Some racists just don’t give a damn. They know who they are; and they know why they are prejudiced against (or in favour of) certain kinds of people. Upfront racists are reasonably easy to deal with. You know where you stand with them. Or, better yet, you don’t stand with them at all. You learn how to keep your distance, avoiding them like a communicable disease.
The really dangerous racists are those who pretend they’re not. They get very aggressive when you call a spade a spade. Incidentally, this turn of phrase is of Greek origin. It’s attributed to the historian Plutarch, who was born in Ancient Greece in 48 AD. Plutarch became a Roman citizen and changed his name from Plutarkos to Plutarchus.
It’s a pity that our dual-citizenship parliamentarians don’t routinely change their names when they switch nationality. It would make it so much easier to spot them. We wouldn’t have to go to all the trouble of outing the skeletons in the closet. Not, of course, in Sister P’s roomy Cabinet.
Niggardly spades
As it turns out, anglicised Plutarch didn’t actually call a spade a spade. The figure of speech he used was a basin. It was Erasmus, a Dutch theologian born in the 15th century, who mistranslated the word. The phrase then entered the English language in the 16th century and is still in use. Erasmus’ spade shouldn’t be confused with the racist American slang for a black person. The two meanings of the word are quite distinct.
But truth really is stranger than fiction. John Trapp, a 17th-century English Bible commentator, came up with a rather unfortunate turn of phrase that seems to be the source of the confusion of the two kinds of spades: “Gods people shall not spare to call a spade a spade, a niggard a niggard.” A ‘niggard’ is definitely not a ‘nigger’. It’s ‘a stingy person’. But you can see how racists would happily mix up the two words.
Then, the apostrophe wasn’t so popular in 17th-century English. That’s why it’s missing from ‘Gods’. The rules governing the use of this punctuation mark weren’t established until the 19th century. Many of us idolise the English language. Thanks to colonialism, we think it’s divine. We don’t realise that mere mortals make up the rules. And they keep changing.
‘Di Wickedest Slam’
Racists in Jamaica come in at least two varieties: upfront and down-low. Upfront racists, speaking rather nasally in both English and Jamaican, tend to say things like, “No, dahling; my Peter doesn’t mix wid dem old nayga! I don’t want the black to rub off on him. That’s why we’ve had to take him out that government school. At first, it seemed so uptown.
“But now they’re taking in all those ghetto pikni. Would you believe one of those low-class boys was bright enough to be friending up my Peter? Emailing and call-calling all the time. Me don’t know where im get so much credit. Must be some racket. And Peter, he’s so naïve! He actually wanted to bring the boy to the house to play video games. Dyam foolishness. I had to put a stop to it.
“Next thing, this ghetto boy is going to introduce mi son to im sister. And my Peter, poor thing, will end up getting di wickedest slam from a real ghetto gyal. And he’ll be spoiled for life. Just like his worthless father. Always on the go at the go-go club. Im tink I don’t know.”
Down-low Racists
By contrast, undercover racists try to cover their tracks. They don’t admit to being racist. They get very offended if you dare to expose them. They try to put you on the defensive for speaking the truth! Like the proverbial hog in the pen that’s hit by a hot ‘throw word’, they make a lot of noise and flex their muscles. Racists on the down-low don’t want to be negatively labelled. Image matters a lot to them.
So they try to sound reasonable: “I don’t have anything against you people. I just like to socialise with people who look like me. We go to the same parties, we take pictures of each other, and we like to display them in our photo albums. What’s wrong with that? Do I tell you who you should socialise with? You’re free to mix and mingle with your own kind and take your pictures and post them on Facebook. Why I must put fi unu face in my book? Unu gweh!”

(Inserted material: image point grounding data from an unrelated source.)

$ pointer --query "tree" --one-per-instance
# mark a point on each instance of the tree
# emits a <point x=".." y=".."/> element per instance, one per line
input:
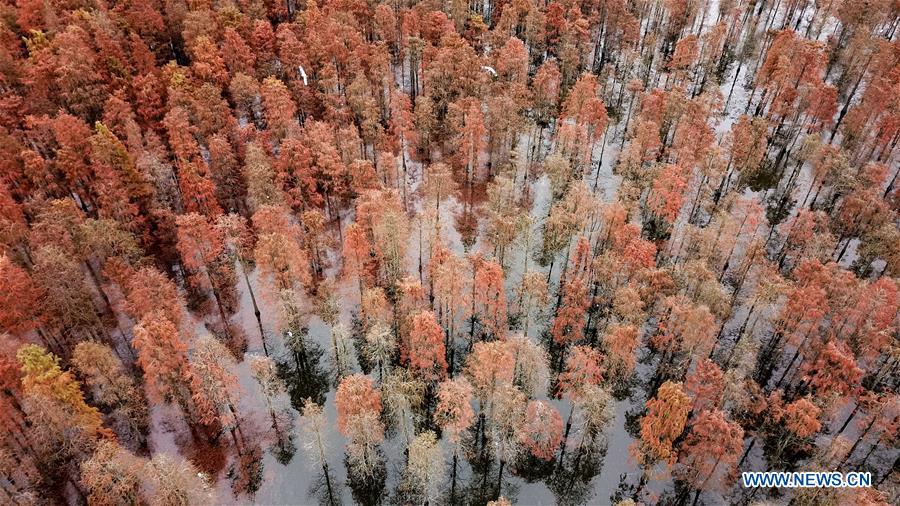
<point x="113" y="388"/>
<point x="357" y="256"/>
<point x="489" y="301"/>
<point x="620" y="343"/>
<point x="283" y="264"/>
<point x="162" y="354"/>
<point x="173" y="480"/>
<point x="709" y="452"/>
<point x="454" y="415"/>
<point x="705" y="385"/>
<point x="541" y="432"/>
<point x="201" y="245"/>
<point x="265" y="372"/>
<point x="425" y="354"/>
<point x="112" y="476"/>
<point x="425" y="468"/>
<point x="354" y="397"/>
<point x="215" y="386"/>
<point x="664" y="422"/>
<point x="19" y="310"/>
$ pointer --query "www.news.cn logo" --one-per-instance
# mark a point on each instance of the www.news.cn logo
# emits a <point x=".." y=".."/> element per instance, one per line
<point x="807" y="479"/>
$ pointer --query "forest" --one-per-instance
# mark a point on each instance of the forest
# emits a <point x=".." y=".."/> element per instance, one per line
<point x="610" y="252"/>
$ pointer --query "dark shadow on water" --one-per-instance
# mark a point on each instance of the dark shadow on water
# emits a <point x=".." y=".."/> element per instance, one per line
<point x="367" y="490"/>
<point x="326" y="489"/>
<point x="303" y="374"/>
<point x="246" y="472"/>
<point x="283" y="445"/>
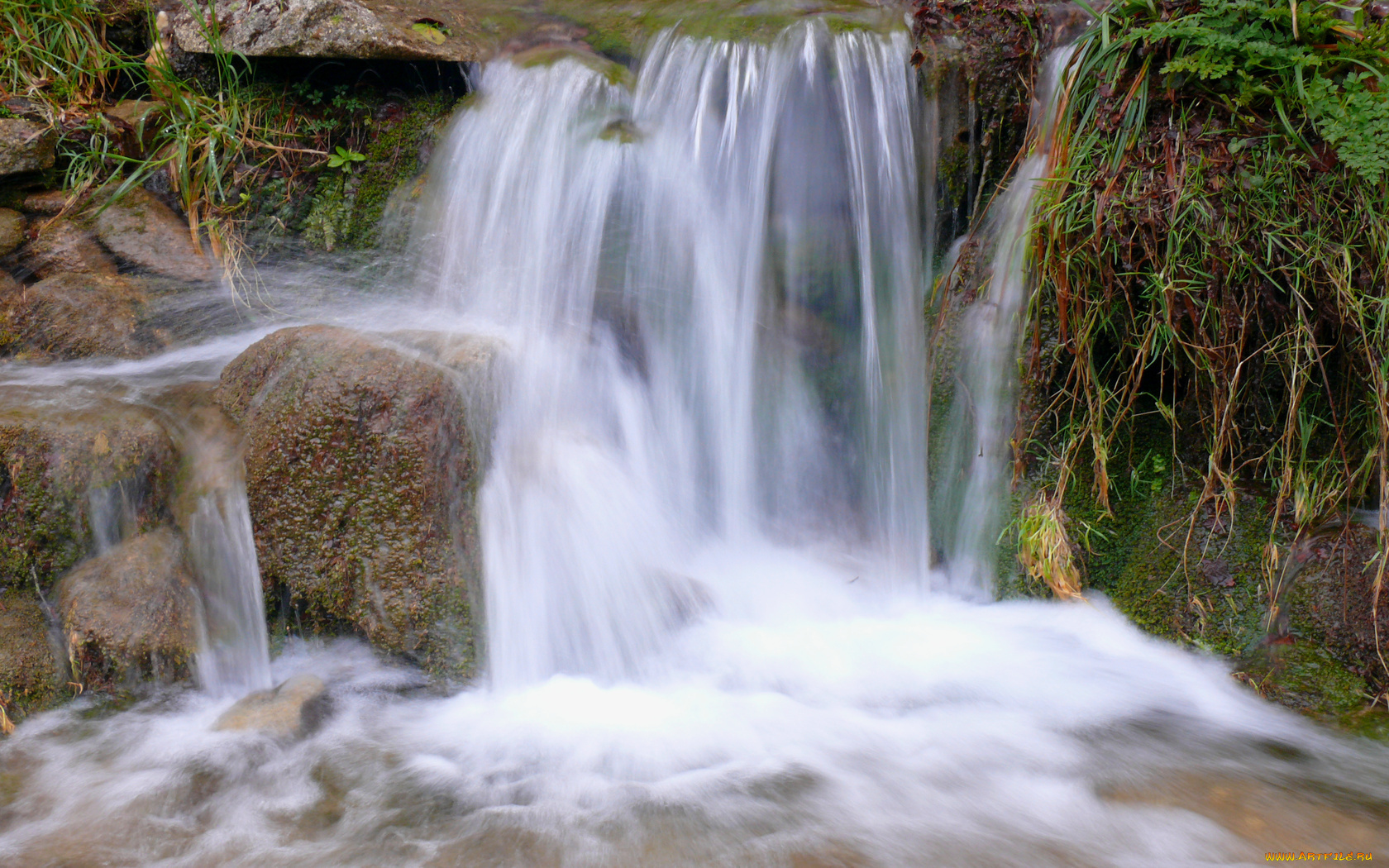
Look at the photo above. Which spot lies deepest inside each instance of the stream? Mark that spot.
(718, 631)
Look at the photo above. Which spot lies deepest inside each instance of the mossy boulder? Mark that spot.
(143, 231)
(73, 316)
(30, 677)
(74, 475)
(131, 613)
(361, 474)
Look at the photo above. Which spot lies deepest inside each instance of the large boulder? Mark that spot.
(402, 30)
(74, 478)
(63, 246)
(30, 675)
(26, 146)
(131, 613)
(73, 316)
(12, 231)
(361, 474)
(143, 231)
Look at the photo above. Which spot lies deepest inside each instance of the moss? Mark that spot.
(49, 465)
(360, 482)
(330, 216)
(394, 159)
(30, 674)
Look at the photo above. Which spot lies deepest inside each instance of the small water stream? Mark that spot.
(716, 637)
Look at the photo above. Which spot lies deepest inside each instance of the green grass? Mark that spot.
(1213, 247)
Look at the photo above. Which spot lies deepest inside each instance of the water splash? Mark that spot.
(717, 281)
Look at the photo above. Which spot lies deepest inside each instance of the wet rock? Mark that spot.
(408, 30)
(12, 231)
(65, 247)
(131, 613)
(26, 146)
(143, 231)
(30, 675)
(73, 477)
(361, 475)
(288, 710)
(73, 316)
(142, 116)
(45, 202)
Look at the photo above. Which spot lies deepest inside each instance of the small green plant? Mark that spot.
(342, 159)
(432, 31)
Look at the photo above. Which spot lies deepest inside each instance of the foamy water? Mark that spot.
(714, 637)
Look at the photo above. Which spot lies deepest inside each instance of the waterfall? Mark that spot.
(974, 473)
(234, 649)
(714, 282)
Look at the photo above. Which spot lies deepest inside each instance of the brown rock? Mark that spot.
(339, 28)
(65, 247)
(143, 116)
(12, 231)
(30, 675)
(74, 475)
(286, 710)
(143, 231)
(361, 475)
(46, 202)
(26, 146)
(71, 316)
(131, 613)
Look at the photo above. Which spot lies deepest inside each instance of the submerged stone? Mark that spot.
(361, 474)
(288, 710)
(131, 613)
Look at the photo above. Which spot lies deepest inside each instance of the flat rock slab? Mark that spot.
(288, 710)
(337, 28)
(26, 146)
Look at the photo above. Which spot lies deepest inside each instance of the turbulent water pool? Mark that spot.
(717, 629)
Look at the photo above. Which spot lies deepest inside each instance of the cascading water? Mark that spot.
(972, 475)
(712, 632)
(234, 655)
(714, 286)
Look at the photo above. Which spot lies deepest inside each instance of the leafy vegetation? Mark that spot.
(1213, 253)
(208, 132)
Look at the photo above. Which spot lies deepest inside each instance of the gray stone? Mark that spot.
(46, 202)
(65, 247)
(131, 613)
(26, 146)
(361, 474)
(338, 28)
(286, 712)
(12, 231)
(143, 231)
(75, 469)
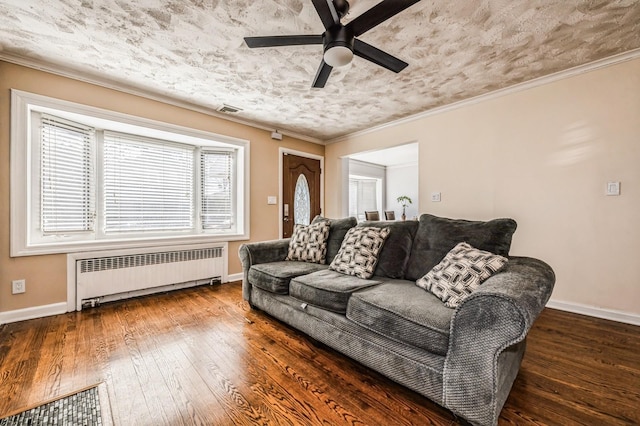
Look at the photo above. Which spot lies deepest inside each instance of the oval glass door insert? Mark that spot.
(302, 202)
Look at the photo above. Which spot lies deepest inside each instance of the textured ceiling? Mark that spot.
(193, 51)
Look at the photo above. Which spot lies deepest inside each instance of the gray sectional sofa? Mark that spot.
(465, 359)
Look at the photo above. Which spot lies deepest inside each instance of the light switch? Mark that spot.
(613, 188)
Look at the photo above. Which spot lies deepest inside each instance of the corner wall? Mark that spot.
(542, 156)
(47, 275)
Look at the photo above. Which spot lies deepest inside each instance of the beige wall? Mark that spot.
(542, 156)
(46, 275)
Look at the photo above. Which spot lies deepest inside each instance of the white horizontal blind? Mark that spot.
(217, 185)
(66, 176)
(148, 184)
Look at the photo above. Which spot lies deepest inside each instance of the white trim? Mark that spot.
(593, 311)
(235, 277)
(540, 81)
(281, 153)
(147, 94)
(109, 84)
(33, 312)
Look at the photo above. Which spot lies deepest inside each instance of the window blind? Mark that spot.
(66, 176)
(217, 186)
(148, 184)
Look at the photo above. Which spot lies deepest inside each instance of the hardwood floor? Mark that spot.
(201, 357)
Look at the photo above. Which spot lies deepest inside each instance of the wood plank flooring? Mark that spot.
(200, 356)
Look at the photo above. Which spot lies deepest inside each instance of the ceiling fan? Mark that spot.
(339, 41)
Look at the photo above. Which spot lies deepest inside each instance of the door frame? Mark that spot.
(281, 152)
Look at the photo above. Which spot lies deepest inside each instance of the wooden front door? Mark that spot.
(300, 191)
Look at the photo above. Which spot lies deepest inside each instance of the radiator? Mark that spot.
(113, 277)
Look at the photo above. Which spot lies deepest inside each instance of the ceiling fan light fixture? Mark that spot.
(338, 56)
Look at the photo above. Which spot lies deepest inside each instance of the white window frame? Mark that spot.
(24, 243)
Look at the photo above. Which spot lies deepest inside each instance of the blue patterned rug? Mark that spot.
(83, 408)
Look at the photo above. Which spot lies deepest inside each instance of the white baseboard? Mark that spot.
(592, 311)
(34, 312)
(235, 277)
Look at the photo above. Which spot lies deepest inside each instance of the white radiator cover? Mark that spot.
(117, 275)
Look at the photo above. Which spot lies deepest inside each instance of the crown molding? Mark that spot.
(107, 83)
(148, 94)
(540, 81)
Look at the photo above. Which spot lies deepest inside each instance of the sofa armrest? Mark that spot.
(262, 252)
(487, 324)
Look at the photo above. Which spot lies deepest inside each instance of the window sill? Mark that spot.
(80, 246)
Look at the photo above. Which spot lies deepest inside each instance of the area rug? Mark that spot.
(86, 407)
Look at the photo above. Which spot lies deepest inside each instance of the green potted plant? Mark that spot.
(404, 202)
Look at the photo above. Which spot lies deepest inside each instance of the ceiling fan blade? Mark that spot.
(322, 75)
(327, 12)
(378, 14)
(271, 41)
(377, 56)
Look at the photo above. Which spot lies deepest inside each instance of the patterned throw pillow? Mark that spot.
(461, 271)
(358, 253)
(309, 242)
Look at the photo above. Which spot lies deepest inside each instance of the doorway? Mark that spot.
(301, 191)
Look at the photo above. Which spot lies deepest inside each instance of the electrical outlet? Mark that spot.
(18, 286)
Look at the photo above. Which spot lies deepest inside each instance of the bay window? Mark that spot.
(85, 178)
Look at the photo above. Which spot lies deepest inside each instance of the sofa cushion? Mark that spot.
(308, 243)
(403, 312)
(461, 271)
(327, 289)
(393, 259)
(275, 276)
(358, 254)
(437, 235)
(337, 230)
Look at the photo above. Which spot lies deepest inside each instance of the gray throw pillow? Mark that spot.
(461, 271)
(358, 253)
(437, 235)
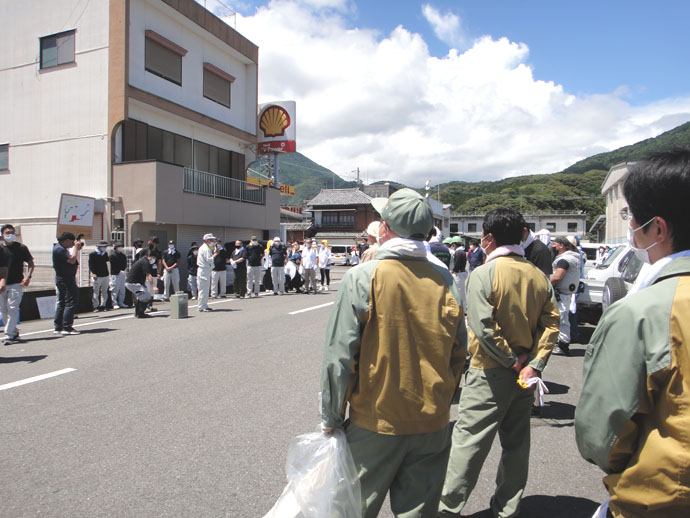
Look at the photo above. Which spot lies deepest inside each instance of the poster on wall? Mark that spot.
(76, 215)
(277, 133)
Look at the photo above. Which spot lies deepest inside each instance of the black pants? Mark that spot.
(67, 300)
(239, 285)
(326, 272)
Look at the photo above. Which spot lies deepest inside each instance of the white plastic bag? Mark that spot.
(322, 479)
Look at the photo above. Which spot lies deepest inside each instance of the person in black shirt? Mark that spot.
(15, 255)
(219, 274)
(118, 265)
(192, 270)
(239, 263)
(278, 254)
(65, 266)
(98, 267)
(171, 272)
(138, 275)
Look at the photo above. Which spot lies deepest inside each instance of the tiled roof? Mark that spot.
(339, 197)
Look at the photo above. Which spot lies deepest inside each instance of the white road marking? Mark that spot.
(35, 378)
(311, 308)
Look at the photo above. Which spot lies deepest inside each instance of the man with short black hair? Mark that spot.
(15, 255)
(98, 267)
(118, 265)
(253, 253)
(513, 325)
(138, 275)
(67, 292)
(632, 418)
(171, 273)
(394, 352)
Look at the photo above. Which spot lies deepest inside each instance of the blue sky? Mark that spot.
(470, 89)
(587, 46)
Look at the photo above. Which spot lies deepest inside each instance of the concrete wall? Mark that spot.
(55, 119)
(201, 47)
(155, 188)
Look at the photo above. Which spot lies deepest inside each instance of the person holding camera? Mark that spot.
(65, 266)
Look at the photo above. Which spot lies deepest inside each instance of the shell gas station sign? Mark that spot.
(287, 190)
(277, 132)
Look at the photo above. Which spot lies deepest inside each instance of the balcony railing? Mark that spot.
(209, 184)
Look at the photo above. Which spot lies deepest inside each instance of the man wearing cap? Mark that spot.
(253, 253)
(204, 261)
(278, 254)
(171, 271)
(118, 265)
(15, 256)
(98, 267)
(565, 279)
(513, 325)
(65, 266)
(394, 352)
(372, 235)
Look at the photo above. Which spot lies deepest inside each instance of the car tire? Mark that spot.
(614, 290)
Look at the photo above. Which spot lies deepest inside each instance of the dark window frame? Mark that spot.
(211, 71)
(7, 154)
(42, 47)
(164, 46)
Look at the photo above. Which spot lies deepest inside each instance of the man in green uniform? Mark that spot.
(632, 419)
(394, 352)
(513, 322)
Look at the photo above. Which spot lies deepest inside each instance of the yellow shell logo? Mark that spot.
(274, 121)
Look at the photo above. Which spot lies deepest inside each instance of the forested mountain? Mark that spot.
(576, 188)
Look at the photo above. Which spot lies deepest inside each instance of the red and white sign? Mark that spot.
(277, 132)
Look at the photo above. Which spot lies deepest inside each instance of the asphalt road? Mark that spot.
(194, 417)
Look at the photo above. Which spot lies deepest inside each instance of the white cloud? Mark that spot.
(383, 104)
(446, 27)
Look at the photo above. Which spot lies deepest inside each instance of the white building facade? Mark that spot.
(148, 106)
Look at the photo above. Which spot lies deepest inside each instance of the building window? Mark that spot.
(217, 84)
(4, 157)
(164, 58)
(57, 49)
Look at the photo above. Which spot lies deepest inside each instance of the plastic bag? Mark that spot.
(322, 479)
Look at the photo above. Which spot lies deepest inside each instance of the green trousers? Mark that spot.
(491, 401)
(411, 467)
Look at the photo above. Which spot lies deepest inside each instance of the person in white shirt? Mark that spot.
(325, 265)
(204, 261)
(310, 261)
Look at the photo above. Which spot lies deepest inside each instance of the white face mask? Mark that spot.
(641, 253)
(483, 249)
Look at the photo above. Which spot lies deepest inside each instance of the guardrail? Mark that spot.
(216, 186)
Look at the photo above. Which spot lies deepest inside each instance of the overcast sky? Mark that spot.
(470, 89)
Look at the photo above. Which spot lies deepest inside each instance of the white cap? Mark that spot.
(373, 228)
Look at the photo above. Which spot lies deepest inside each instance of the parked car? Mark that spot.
(340, 254)
(615, 288)
(612, 266)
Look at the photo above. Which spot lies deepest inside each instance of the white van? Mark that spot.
(340, 254)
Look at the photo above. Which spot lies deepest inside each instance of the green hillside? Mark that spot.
(678, 136)
(576, 188)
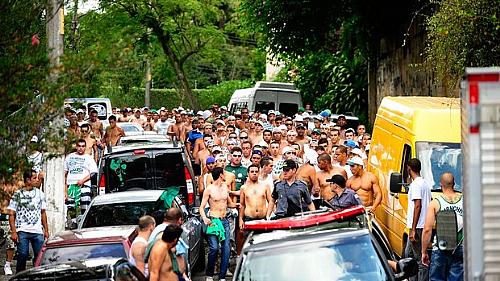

Under pressure, down-low racists have a way of morphing into upfront racists. They just can’t keep up the act. It’s hard to pretend to be something you’re not. It’s a lot of work to maintain the illusion that we’re really ‘out of many, one people’. The mask starts to slip and the face is exposed. And it’s not a pretty face. Racism distorts the features.
Roast Breadfruit Psychosis
At the ‘Dying to be Beautiful?’ conference, recently held on the Montego Bay campus of the University of the West Indies, Professor Frederick Hickling gave a most informative and entertaining lecture titled ‘The Roast Breadfruit Psychosis – Culture, Identity and Mental Illness’. Hickling warned that whitening the mind is just as deadly as bleaching the skin.
The saddest racists are the psychotic roast breadfruits: black on the outside and white inside. In denial and crippled by self-hate, roast breadfruits completely identify with their presumed masters. Monkey see, monkey do. And they often treat other black people much worse than their masters do.
Both racial superiority and inferiority are signs of mental illness. And these delusions are hard to treat. The mentally ill are often the last to know. They’re just on the wrong page.